私は、調香師たちが苦心して生み出したものを重ねづけさせるという精神が理解できません。それはピカソの絵を買って、もうちょっと赤が欲しいといって、その上から付け足していくような行為です。

私たちの香水は長い時間をかけて、何度も試行錯誤を繰り返し生み出した芸術作品なのです。それを混ぜることで良くなるなんて、私には到底理解できません。混ぜるという発想自体が、私を不機嫌にさせるのです。

フレデリック・マル

1990年代からはじまる大衆向けフレグランスの氾濫が、実力のない調香師がのさばる環境を生み出しています。特に30代から40代の名の通った調香師の多くは、創造性に欠けています。だから私は、ドミニク・ロピオンのような年配の調香師や、新人調香師と仕事をするようになっているのです。

フレデリック・マル

かつて全くモテなかった青年が、今では、ファッション・リーダーのような存在感を示すほどになっています。ちなみにマルは、アンダーソン&シェパードで仕立てたジャケットを愛用し、時計は、60年代のロレックス・サブマリナー、バッグはT.アンソニーのトートバッグか、ヴァレクストラのメッセンジャーバッグ、シューズはクリスチャン・ルブタンジョン・ロブを愛用しています。

ワインは、彼が最高のブルゴーニュ・ワインを作ると絶賛しているドメーヌ・ド・モンティーユのポマール レ リュジアン(赤)とピュリニィ モンラッシェ(白)を愛しています。

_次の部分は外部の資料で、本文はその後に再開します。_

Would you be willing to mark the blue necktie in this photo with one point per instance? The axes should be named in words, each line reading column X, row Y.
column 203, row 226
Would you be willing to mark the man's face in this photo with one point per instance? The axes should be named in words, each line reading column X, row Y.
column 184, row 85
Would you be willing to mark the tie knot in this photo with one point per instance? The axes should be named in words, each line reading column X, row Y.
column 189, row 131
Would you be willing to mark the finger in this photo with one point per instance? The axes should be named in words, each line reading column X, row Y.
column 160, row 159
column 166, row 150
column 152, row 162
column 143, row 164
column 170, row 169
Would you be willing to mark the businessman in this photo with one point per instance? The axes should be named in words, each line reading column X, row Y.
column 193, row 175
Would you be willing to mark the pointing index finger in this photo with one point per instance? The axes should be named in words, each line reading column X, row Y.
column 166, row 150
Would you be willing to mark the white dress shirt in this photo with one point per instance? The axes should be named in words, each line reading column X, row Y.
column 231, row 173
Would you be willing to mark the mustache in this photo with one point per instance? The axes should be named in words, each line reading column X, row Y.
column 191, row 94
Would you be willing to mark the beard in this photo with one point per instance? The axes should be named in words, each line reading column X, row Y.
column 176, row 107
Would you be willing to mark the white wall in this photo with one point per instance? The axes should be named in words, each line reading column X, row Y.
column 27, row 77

そんなマルが提案する『メンズ・フレグランスのおすすめ』がとても面白いです(彼は旅先には、必ず5本のお気に入りの香水を持参し、その日の気分で付ける香りを選ぶようにしています)。

メンズ・フレグランスはおおまかに4つのグループに分類されます。コロン、ウッディ、レザー、オリエンタルです。

まずコロンだと、「コロン インデレビル」と「コロン ビガラード」をおすすめします。他のブランドだと、エルメスの「オー ドランジュ ヴェルト」ですね。私は「オーソバージュ」を愛し続けていますが、少し時代遅れかもしれません。

ウッディだと、「テール ドゥ エルメス」が賢い選択ですね。

レザーに関しては、トム・フォードが強いでしょう。ただどれも似たり寄ったりな感じもします。エルメスの「ポワーブル サマルカンド」と、私の「フレンチ ラバー」もおすすめです。

オリエンタルは、セルジュ・ルタンスの 「アンブルスュルタン」とシャネルの「シコモア」が素晴らしいです。

ちなみにクラシカルなダンディズムを出したい場合、クールウォーターやアクア ディ パルマは絶対に避けるべきでしょう。

最後にフレデリックの面白い言葉をひとつ

顧客のことを考えたことはありません。私はマーケティングを信じないからね。

そして、最後の最後に非常に興味深いのは、ジャン=クロード・エレナが、フレデリック・マルについて以下のように語っている点です。エルメスで働いていた彼が語る言葉だからこそ、その重みは果てしないのです。

私たちは一対一で打ち合わせをしていく中で、予算的な制約などについて話したことがありません。つまり完全に自由な状態で仕事に望んでいくのです。彼の前では遠慮することなく、芸術性を探求できるんだ。